イソヒヨドリは内陸に分布を拡げているので,情報収集をすると,どうしても内陸の情報がたくさん集まってしまい,あたかも内陸の方が多いかのようなデータになってしまいます。そこで,調査コースを均等配置して調査している繁殖分布調査の現地調査のデータから海岸からの距離別に,記録率や,90年代からの比較をしてみました。

イソヒヨドリ.png

するとこんな感じです。確認率でみると,海からの距離が離れるにつれて確認率が下がってきて,やはり海辺の鳥だということがわかります。内陸部への進出が顕著な近畿から関東にかけての地域だけにしぼっても,海岸から1-2kmあたりが,全国よりも多い傾向はあるものの(これについては内陸部への侵出というよりは,山が海岸まで迫っていないとか地形的な原因か?)それほど違いはありませんでした。
また,海岸から1-2kmより遠い場所は1990年代には記録されず,2010年代になって記録されたコースが多いことから,近年の内陸部への進出が顕著であることも確認できました。
20年後の調査ではどうなっているかは,現時点ではわかりません。でも,開けた環境にいる鳥であることを考えると,内陸の都市にさらに分布するようになるとは思いますが,海辺の鳥ということは変わらないのでは,と思います。

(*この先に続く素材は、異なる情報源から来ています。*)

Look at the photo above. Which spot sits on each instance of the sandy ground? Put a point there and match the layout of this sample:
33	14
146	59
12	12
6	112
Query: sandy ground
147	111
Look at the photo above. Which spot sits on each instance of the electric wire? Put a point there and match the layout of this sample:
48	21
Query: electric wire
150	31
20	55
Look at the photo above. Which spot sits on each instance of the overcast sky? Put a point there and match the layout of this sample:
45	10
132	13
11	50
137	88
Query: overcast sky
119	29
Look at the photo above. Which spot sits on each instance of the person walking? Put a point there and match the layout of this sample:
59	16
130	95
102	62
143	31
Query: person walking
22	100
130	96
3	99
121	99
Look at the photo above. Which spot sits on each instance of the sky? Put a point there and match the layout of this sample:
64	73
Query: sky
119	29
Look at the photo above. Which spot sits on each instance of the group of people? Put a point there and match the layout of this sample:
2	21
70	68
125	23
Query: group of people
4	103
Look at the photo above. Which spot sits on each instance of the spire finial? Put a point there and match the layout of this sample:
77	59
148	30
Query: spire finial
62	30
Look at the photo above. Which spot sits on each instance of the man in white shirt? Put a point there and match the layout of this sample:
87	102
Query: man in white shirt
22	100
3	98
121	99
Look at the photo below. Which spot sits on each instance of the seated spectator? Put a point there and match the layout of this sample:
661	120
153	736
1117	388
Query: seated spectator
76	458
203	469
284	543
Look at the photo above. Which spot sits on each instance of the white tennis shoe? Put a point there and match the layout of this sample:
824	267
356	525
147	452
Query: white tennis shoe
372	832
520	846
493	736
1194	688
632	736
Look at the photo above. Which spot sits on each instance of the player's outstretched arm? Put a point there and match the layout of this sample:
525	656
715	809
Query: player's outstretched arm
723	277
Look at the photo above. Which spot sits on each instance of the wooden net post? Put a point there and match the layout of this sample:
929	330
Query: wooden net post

ちなみに,調査コースの海岸からの距離は,ArcGISだと線までの最近接距離を簡単にだせましたが,今使っているQGISだとちょっと厄介で,まず海岸線に等間隔に点を打って,それを海岸線とみたてて,そこからコースまでの距離を計測させることが必要なので,ある程度誤差のある距離になってしまいました。指標としては十分ですけど。